Porém, aquilo a que até agora, e mais uma vez, assistimos não foi bonito nem edificante. Todas as jogadas negociais e sucessivas declarações públicas dos diversos actores (mais as respectivas explorações editoriais) mostraram também a pior faceta do negocismo político, sempre a jogar em vários tabuleiros simultaneamente e a tentar seduzir hoje um, para o pressionar amanhã, a esconder aqui o que se revela acolá. Enfim, a mostrar competências aprendidas em Maquiavel (com excepção do assassinato físico) na sua luta sem quartel pela ocupação do poder de Estado. Estamos num jogo em que só há adversários e antagonismo, as colaborações ou alianças são apenas temporárias, a lealdade é inexistente e os perdedores totais (a população) estão fora deste tabuleiro. Esta apreciação aplica-se à coligação PSD-CDS e aos outros partidos mas, pela especificidade da situação criada, foi a direcção do PS que mais se evidenciou no à-vontade com que se exibiu neste domínio. Por onde andou o “superior interesse nacional” reclamado pelo Presidente Cavaco Silva? 
Agora, veremos o que vai passar-se. O acordo de esquerda sobre o programa de governo do PS cingiu-se essencialmente à matéria económica e a alguns actos simbólicos muito celebrados pela “nova esquerda” ou garantidores do poder do PC em algumas áreas específicas. Contempla certas medidas de indiscutível relevância social mas aposta sobretudo no aumento do rendimento disponível das classes médias e populares para alargar o mercado interno, baixar o desemprego e animar o crescimento. Veremos se essa animação não irá desequilibrar de novo a balança comercial, aumentar o endividamento e, sobretudo, se o acréscimo da despesa pública não vai acabar por furar o tecto de 3% para o défice orçamental sem que se tenha conseguido baixar de forma significativa o nível da dívida pública. Como é uma questão de crença e expectativa, acreditem os crentes e deixem os incrédulos apenas desejar que corra bem!
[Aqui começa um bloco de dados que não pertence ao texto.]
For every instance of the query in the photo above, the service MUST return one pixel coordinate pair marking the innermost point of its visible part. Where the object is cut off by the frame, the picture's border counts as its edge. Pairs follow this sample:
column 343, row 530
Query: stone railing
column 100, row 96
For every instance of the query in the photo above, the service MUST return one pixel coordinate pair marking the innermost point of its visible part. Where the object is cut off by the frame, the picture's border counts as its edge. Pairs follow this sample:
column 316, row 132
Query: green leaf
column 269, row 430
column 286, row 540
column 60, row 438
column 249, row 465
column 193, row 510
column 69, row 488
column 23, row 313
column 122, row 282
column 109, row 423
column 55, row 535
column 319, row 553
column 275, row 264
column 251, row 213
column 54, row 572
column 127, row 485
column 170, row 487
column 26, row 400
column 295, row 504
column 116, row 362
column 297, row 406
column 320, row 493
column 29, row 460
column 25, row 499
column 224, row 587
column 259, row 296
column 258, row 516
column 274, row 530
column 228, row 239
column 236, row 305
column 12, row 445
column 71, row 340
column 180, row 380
Mas é muito duvidoso que, politicamente, Costa consiga fazer sobreviver um governo com este programa deixando os seus parceiros de mãos livres para fazerem todo o chinfrim que lhes aprouver.
Além disto, os constrangimentos externos e estruturais da economia e da sociedade portuguesas são muito fortes e baralham as etiquetagens políticas tradicionais. Quem é “liberal” nos dias de hoje? A coligação de direita que governou nos últimos quatro anos privatizando certas actividades públicas, mas que realizou um “brutal aumento de impostos”? Ou a política de ciência do tempo dos governos PS apostando que a concorrência geraria a capacidade de crescimento dos melhores centros de investigação, em vez de seleccionar os sectores mais capazes de modernizar da economia? Um George Orwell deveria saber encontrar novas fórmulas de entendimento destes desajustamentos conceptuais!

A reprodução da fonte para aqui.